Basically hashing is the process of turning an input data of any length into a characteristic output string of fixed length. Hashing is done through a hash function.

In general a hash function is any function that can be used to map data of arbitrary size to fixed size values. The values ​​returned by the hash function are called the hash value, hash code, hash message, or simply “hash”.

For example, when you download a 50MB YouTube video and hash it using the SHA-256 hash algorithm, the output you get will be a 256-bit hash value. Similarly, if you take a 5 KB text message, hashing it with SHA-256, the output hash you get will still be 256 bits.

As you can see, in case of SHA-256, no matter how big or small your input is, the output you get will always be a fixed 256 bit length. This becomes important when you are dealing with large amounts of data and transactions. Then, instead of you having to process the entire input data (which can be very large), you only need to process and track a very small amount of data as hashes.

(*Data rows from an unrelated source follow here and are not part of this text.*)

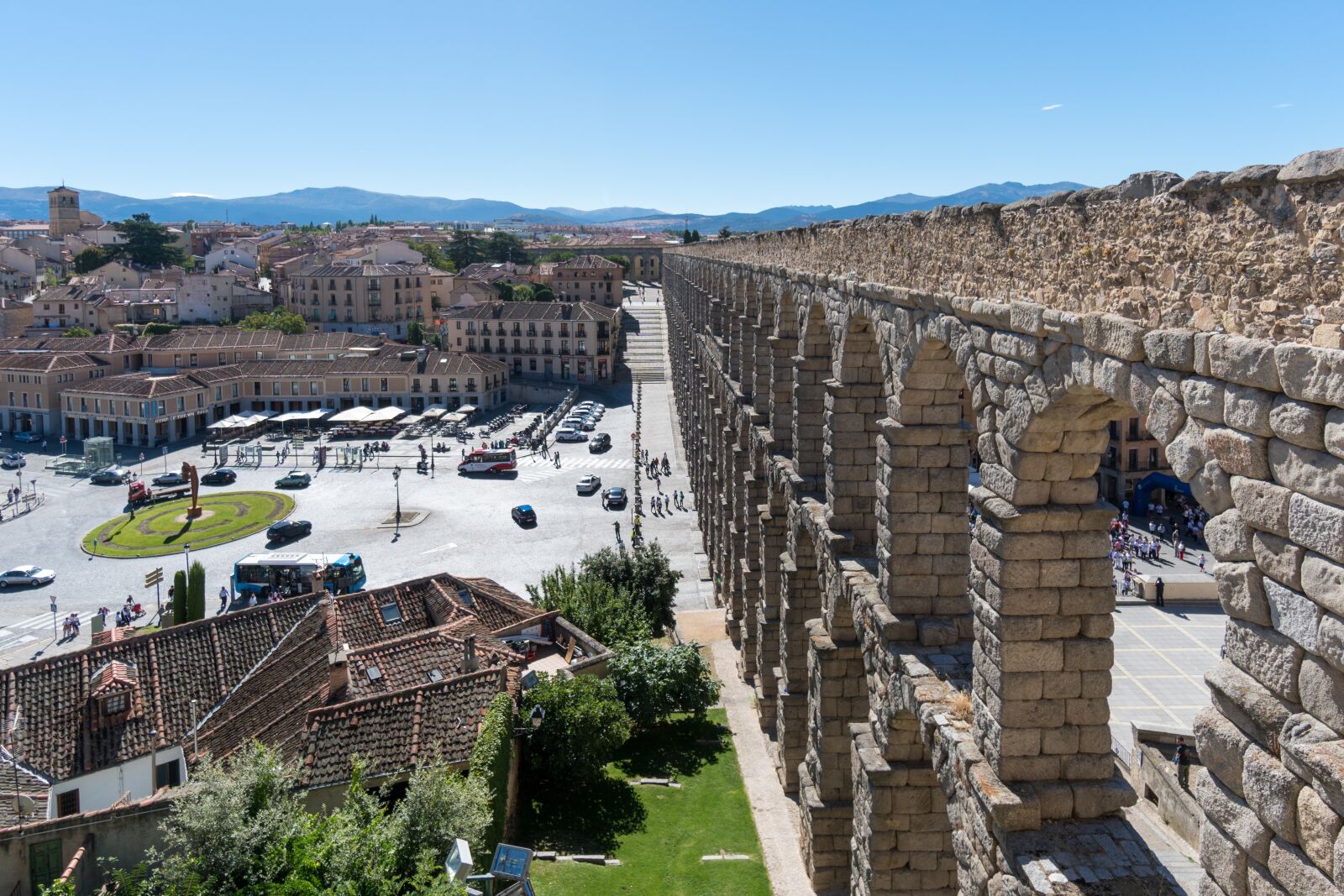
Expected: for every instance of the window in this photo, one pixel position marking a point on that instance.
(168, 774)
(67, 804)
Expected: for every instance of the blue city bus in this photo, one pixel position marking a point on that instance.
(288, 574)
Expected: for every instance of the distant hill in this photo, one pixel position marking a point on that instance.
(319, 204)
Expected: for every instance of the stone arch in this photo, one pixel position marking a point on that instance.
(811, 371)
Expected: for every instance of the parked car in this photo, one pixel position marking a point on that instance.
(293, 479)
(112, 476)
(26, 575)
(286, 530)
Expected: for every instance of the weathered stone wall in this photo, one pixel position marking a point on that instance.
(894, 654)
(1247, 251)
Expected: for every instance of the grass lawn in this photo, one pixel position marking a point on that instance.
(165, 528)
(659, 833)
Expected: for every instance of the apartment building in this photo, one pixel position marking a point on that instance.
(562, 342)
(365, 297)
(588, 278)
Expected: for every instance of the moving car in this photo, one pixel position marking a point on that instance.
(293, 479)
(112, 476)
(286, 530)
(26, 575)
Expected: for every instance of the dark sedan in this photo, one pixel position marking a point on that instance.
(219, 477)
(289, 530)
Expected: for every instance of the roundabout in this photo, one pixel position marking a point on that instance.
(165, 528)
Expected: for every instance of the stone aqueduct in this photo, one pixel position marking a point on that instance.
(822, 411)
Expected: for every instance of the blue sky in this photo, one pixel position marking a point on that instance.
(685, 107)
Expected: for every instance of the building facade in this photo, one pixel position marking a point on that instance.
(561, 342)
(588, 278)
(367, 298)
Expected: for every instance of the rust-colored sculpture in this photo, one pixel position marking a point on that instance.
(188, 472)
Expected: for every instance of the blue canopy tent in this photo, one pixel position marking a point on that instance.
(1155, 481)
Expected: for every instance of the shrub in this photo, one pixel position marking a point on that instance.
(655, 681)
(585, 725)
(491, 759)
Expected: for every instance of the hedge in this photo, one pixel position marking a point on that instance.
(491, 758)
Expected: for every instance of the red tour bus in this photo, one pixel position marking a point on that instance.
(490, 461)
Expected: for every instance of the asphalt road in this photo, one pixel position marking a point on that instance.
(465, 528)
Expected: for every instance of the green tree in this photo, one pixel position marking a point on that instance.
(147, 244)
(179, 598)
(504, 248)
(655, 681)
(276, 320)
(197, 593)
(584, 727)
(595, 605)
(467, 248)
(645, 574)
(91, 259)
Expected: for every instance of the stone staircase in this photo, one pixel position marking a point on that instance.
(644, 331)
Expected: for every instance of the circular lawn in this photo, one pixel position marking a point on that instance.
(165, 528)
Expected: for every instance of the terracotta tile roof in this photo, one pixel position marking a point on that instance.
(558, 311)
(400, 730)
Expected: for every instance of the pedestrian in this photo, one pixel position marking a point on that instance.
(1183, 763)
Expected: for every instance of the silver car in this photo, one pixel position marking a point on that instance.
(26, 575)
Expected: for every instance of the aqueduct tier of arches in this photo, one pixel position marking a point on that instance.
(823, 422)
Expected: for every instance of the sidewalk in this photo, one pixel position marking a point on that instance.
(776, 815)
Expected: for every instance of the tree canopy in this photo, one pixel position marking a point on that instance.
(148, 244)
(276, 320)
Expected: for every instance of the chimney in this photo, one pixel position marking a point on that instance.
(338, 671)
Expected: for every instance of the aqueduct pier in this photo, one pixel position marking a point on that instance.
(820, 376)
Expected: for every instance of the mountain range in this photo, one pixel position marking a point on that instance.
(318, 204)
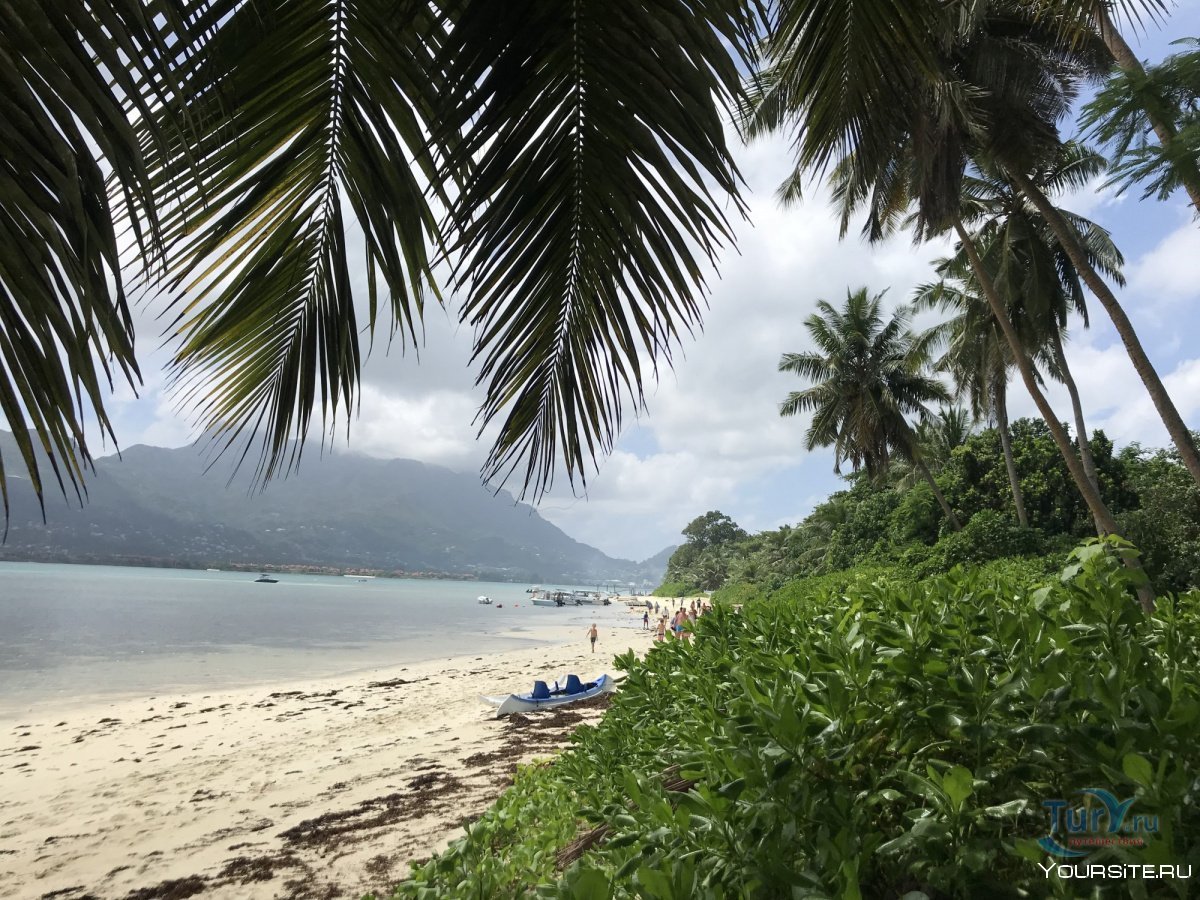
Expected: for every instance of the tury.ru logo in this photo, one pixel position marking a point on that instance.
(1101, 820)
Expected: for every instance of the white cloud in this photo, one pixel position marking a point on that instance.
(1169, 273)
(713, 437)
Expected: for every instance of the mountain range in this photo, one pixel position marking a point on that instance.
(157, 507)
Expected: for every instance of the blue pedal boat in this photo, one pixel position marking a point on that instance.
(544, 697)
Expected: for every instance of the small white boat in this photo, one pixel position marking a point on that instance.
(543, 697)
(591, 598)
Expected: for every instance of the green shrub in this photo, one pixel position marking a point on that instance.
(876, 739)
(673, 588)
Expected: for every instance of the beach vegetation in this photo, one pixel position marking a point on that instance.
(868, 737)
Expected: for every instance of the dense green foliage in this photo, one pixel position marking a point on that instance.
(897, 522)
(867, 739)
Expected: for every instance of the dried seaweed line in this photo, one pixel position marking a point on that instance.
(589, 839)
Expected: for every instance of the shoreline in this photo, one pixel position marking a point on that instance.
(311, 787)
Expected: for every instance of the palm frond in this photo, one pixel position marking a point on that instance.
(72, 175)
(317, 115)
(598, 184)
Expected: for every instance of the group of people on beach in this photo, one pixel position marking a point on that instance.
(678, 622)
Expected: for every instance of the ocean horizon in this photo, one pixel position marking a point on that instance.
(72, 635)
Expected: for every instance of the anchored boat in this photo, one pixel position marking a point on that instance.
(543, 697)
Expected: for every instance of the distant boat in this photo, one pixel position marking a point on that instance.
(541, 697)
(549, 598)
(591, 598)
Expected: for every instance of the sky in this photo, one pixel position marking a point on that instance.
(712, 437)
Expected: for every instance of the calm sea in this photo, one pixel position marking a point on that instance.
(72, 634)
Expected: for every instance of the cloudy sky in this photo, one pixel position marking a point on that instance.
(712, 437)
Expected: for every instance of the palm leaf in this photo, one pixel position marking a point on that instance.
(597, 178)
(318, 114)
(72, 175)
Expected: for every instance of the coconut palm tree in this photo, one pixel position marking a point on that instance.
(270, 161)
(1120, 119)
(993, 69)
(870, 376)
(1031, 267)
(976, 357)
(1162, 100)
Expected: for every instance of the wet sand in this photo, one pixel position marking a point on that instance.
(324, 789)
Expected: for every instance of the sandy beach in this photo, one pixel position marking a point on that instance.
(323, 789)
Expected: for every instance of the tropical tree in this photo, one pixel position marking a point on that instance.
(990, 83)
(1119, 117)
(870, 376)
(1161, 100)
(1033, 270)
(976, 357)
(567, 161)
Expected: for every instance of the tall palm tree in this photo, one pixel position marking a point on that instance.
(976, 357)
(576, 185)
(1119, 117)
(1147, 101)
(870, 377)
(1077, 252)
(994, 84)
(1031, 267)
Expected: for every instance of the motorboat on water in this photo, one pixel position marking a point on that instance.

In the blockchain, transactions of different lengths are hashed through a certain hashing algorithm and all give a fixed length output regardless of the length of the input transaction. For example, Bitcoin uses the SHA-256 algorithm to hash transactions giving a fixed length output of 256 bits (32 bytes) whether the transaction is just a word or a complex transaction with a large amount of data. huge. What makes it easier to track transactions is to retrieve and trace back the hashes. The size of the hash will depend on the hash used.

The most commonly used and widely used hashing technique in ensuring the integrity of data in the blockchain is cryptographic hash functions such as SHA-1. SHA-2. SHA-3, SHA-256… This is because cryptographic hash functions have a number of important properties suitable for ensuring data security.

Cryptographic hash

Cryptographic hash functions are suitable hash functions for use in cryptography. Like regular hash functions, it is a mathematical algorithm that maps data of arbitrary size into a string of bits of fixed size (called a “hash value”, “hash code”, or “password”. hash message”). In addition, it guarantees the property of being a one-way function, that is, a function that in fact cannot have an inverse. If you had an output hash, you wouldn’t be able to deduce what the input would be to hash such a hash, or at least very difficult to deduce it, unless you exhaust all possible input messages. It is this extremely important property of the cryptographic hash function that makes it a fundamental tool of modern cryptography.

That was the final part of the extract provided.